Application Background: Tobacco Control Policy

• Goal /Aspiration for Project
• Capability to fully analyze tobacco-related policies for the purpose of reducing the morbidity and mortality associated with tobacco use. This can include assessment of direct and cascading consequences of potential policies, generation of new and creative methods, and potential engineering of the CASoS.
• Approach/Methods/Models:
• The CASoS Engineering Framework guides the project, including identification of essential tobacco system components, processes, relationships, and interactions, and development of a flexible and dynamic modeling framework for analyzing the effects of potential tobacco-related policies on population health and mortality. This framework will simulate the complex systems involved in tobacco regulation, including:
• Impact of educational messages
• Consumer initiation, use, cessation, and relapse
• Non-user perceptions and behaviors
• Morbidity and mortality associated with tobacco product use
• The relative efficacy of combinations of possible courses of action will be assessed with regard to population harm or benefit. Because the landscape of tobacco regulation will continue to evolve in coming years, the structure of the modeling framework is being developed to allow rapid adaptation and incorporation of new data as they become available.
• The modeling framework represents tobacco use behaviors (by, for example, age, socioeconomic group, and demographics), control policies, products, advertising, and possible adaptations. Multiple viewpoints, scales, and approaches are necessary for capturing various aspects of the problem space. We are using a multi-modeling approach for integrated analysis that includes:
• System Dynamics stock and flow models
• Individual-Based / Agent-Based models
• Game Theoretic models
• Models of Innovation
• Status, Accomplishments and Next Steps
• Initiated in May 2010, this work is part of a 5-year program. Definition of a conceptual model of the components of tobacco product manufacture, marketing, and use has led to development of a computational framework for analyzing impacts of changes in tobacco use on population health over long periods of time. This includes a theoretical and computational framework for analyzing individual tobacco-use behaviors as influenced by a social network. Uncertainty quantification techniques and sensitivity analyses are used to assess the robustness of modeling results.
• CASoS Goals: General Capabilities
• This builds upon earlier CASoS epidemiology work in assessing the spread of an infectious disease through a networked population. The tobacco project generalizes this capability to the spread of other phenomena such as ideas or habits, and expands breadth and depth of CASoS work in the policy arena.

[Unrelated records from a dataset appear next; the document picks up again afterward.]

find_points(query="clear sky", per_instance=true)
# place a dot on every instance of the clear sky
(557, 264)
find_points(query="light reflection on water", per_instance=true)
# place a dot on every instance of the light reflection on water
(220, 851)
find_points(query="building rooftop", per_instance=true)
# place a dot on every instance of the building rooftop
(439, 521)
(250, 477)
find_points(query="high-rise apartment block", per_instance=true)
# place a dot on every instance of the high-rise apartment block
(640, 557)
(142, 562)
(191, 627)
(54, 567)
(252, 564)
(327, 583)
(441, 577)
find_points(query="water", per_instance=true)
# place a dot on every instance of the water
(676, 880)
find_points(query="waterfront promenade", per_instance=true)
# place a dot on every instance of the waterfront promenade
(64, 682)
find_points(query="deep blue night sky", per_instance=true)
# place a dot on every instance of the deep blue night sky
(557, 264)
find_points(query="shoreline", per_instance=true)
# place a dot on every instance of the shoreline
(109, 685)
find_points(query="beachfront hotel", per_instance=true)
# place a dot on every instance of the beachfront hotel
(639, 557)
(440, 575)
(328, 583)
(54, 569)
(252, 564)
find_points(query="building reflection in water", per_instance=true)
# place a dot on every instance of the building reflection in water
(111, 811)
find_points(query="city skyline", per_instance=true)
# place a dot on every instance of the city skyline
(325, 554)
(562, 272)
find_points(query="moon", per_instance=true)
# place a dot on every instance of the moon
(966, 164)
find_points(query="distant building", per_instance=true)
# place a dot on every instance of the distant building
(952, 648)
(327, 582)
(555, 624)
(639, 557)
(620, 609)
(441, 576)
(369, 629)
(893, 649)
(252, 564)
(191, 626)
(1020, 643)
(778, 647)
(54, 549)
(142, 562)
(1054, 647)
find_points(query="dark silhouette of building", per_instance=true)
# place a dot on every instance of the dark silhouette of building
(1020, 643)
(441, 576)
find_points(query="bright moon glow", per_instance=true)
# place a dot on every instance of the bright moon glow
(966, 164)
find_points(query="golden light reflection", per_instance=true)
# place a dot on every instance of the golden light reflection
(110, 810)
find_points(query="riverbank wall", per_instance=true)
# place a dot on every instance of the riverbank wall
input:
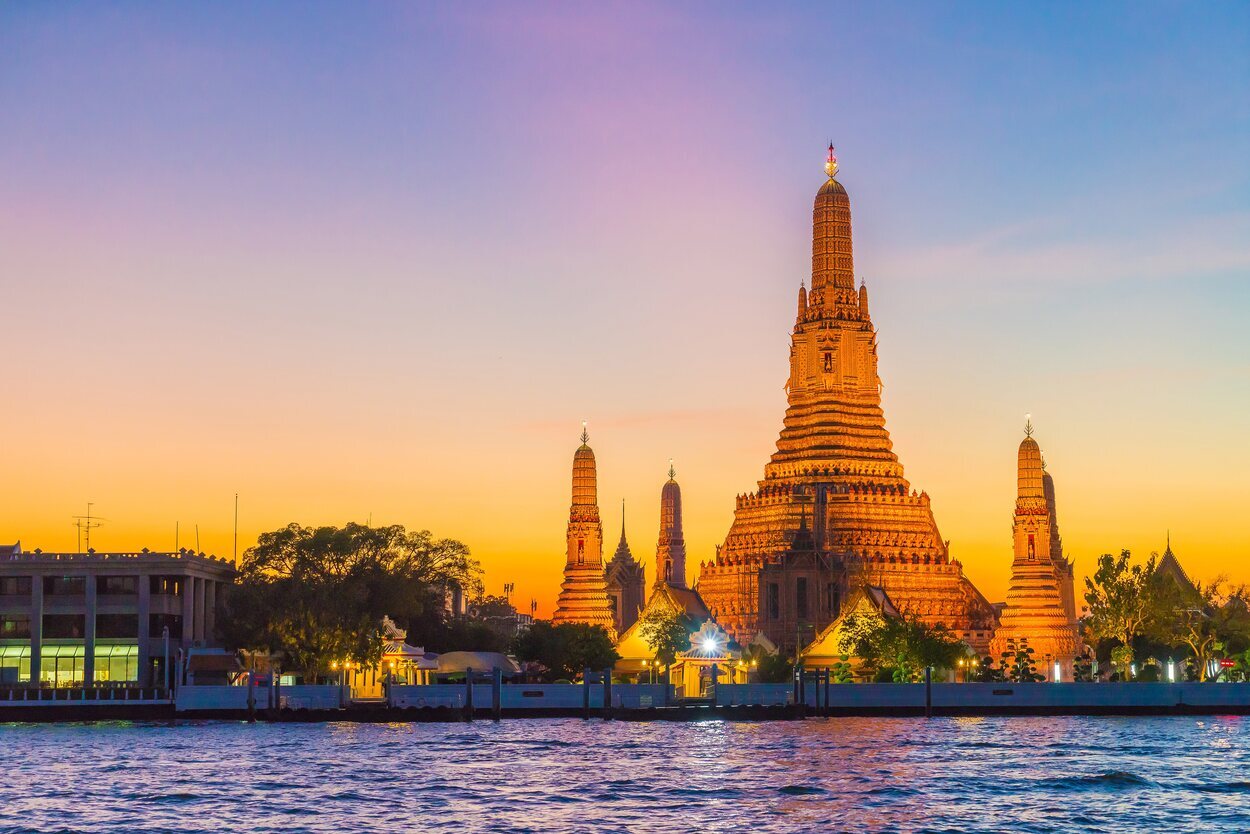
(641, 702)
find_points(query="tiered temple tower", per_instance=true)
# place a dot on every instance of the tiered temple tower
(584, 590)
(1041, 605)
(834, 465)
(626, 583)
(670, 550)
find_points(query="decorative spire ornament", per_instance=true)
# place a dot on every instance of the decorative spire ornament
(831, 163)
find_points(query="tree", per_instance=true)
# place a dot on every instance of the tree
(1205, 619)
(1124, 600)
(770, 667)
(903, 645)
(1083, 669)
(565, 650)
(1018, 664)
(318, 595)
(668, 633)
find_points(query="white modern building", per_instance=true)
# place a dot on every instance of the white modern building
(73, 619)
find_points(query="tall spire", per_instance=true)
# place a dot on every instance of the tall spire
(623, 552)
(831, 163)
(670, 552)
(831, 263)
(584, 592)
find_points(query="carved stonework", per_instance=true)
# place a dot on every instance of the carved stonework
(835, 470)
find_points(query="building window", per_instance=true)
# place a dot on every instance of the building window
(15, 587)
(64, 585)
(116, 625)
(61, 665)
(14, 664)
(166, 585)
(14, 627)
(116, 585)
(156, 623)
(64, 627)
(116, 663)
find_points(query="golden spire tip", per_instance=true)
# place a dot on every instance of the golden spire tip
(831, 161)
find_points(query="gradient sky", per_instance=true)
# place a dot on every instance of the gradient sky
(379, 260)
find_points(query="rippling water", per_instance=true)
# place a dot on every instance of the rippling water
(1025, 774)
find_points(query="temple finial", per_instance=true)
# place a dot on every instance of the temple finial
(831, 161)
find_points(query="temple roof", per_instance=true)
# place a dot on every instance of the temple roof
(1169, 565)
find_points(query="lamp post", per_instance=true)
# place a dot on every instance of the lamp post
(164, 634)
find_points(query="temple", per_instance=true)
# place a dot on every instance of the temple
(669, 593)
(626, 583)
(1041, 604)
(584, 590)
(834, 509)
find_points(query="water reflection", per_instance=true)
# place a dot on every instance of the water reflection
(956, 774)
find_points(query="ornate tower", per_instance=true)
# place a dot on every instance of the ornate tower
(1040, 604)
(626, 583)
(584, 592)
(670, 550)
(835, 458)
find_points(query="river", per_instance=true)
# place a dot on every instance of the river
(946, 774)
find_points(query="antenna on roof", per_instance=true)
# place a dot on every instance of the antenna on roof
(85, 524)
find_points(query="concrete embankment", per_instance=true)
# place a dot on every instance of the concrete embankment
(649, 703)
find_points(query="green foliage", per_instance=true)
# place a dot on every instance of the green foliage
(1018, 664)
(1208, 620)
(986, 673)
(769, 668)
(1125, 600)
(565, 650)
(318, 594)
(904, 645)
(668, 633)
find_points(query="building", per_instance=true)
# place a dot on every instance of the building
(626, 583)
(670, 593)
(835, 479)
(826, 650)
(69, 619)
(1041, 603)
(584, 590)
(1169, 565)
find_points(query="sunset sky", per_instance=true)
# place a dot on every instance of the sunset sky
(380, 260)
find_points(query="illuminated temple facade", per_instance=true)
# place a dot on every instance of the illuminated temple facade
(834, 509)
(584, 590)
(1041, 603)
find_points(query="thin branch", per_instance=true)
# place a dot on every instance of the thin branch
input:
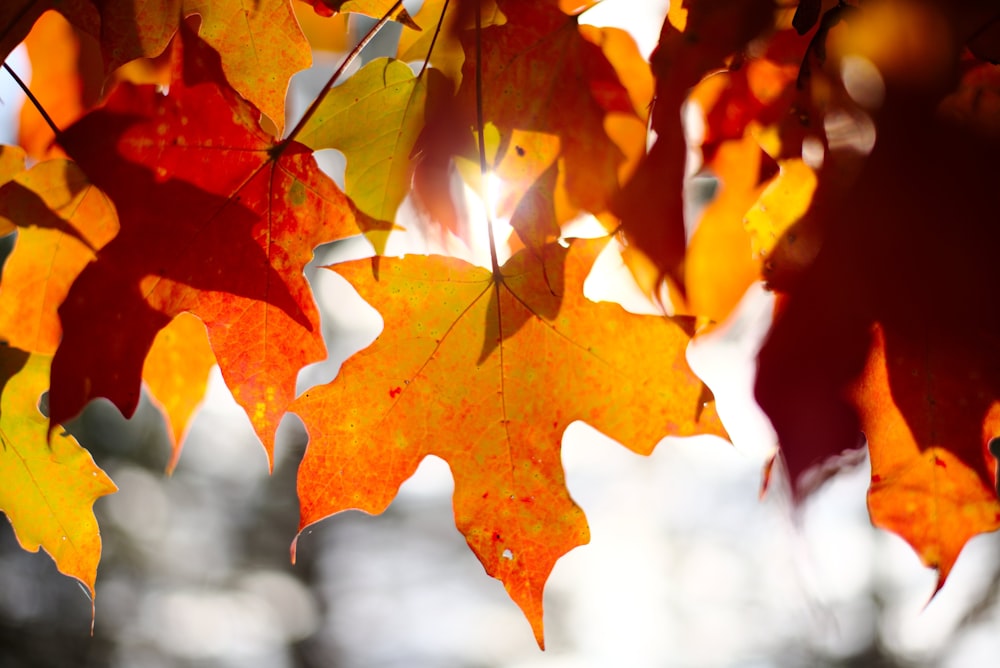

• CASoS Goals: Other Potential Applications
• There is a growing set of potential health policy applications related to epidemics. An epidemic can refer to the spread of an infectious disease, but often health-related issues, such as suicide, emotion, diet, and propensity to exercise, result from the spread of a change in perception of normative behaviors.  A health epidemic such as obesity is part of a complex set of technical, social, and economic systems. As social networks proliferate through the use of online media, the contagious nature of behaviors will become increasingly important.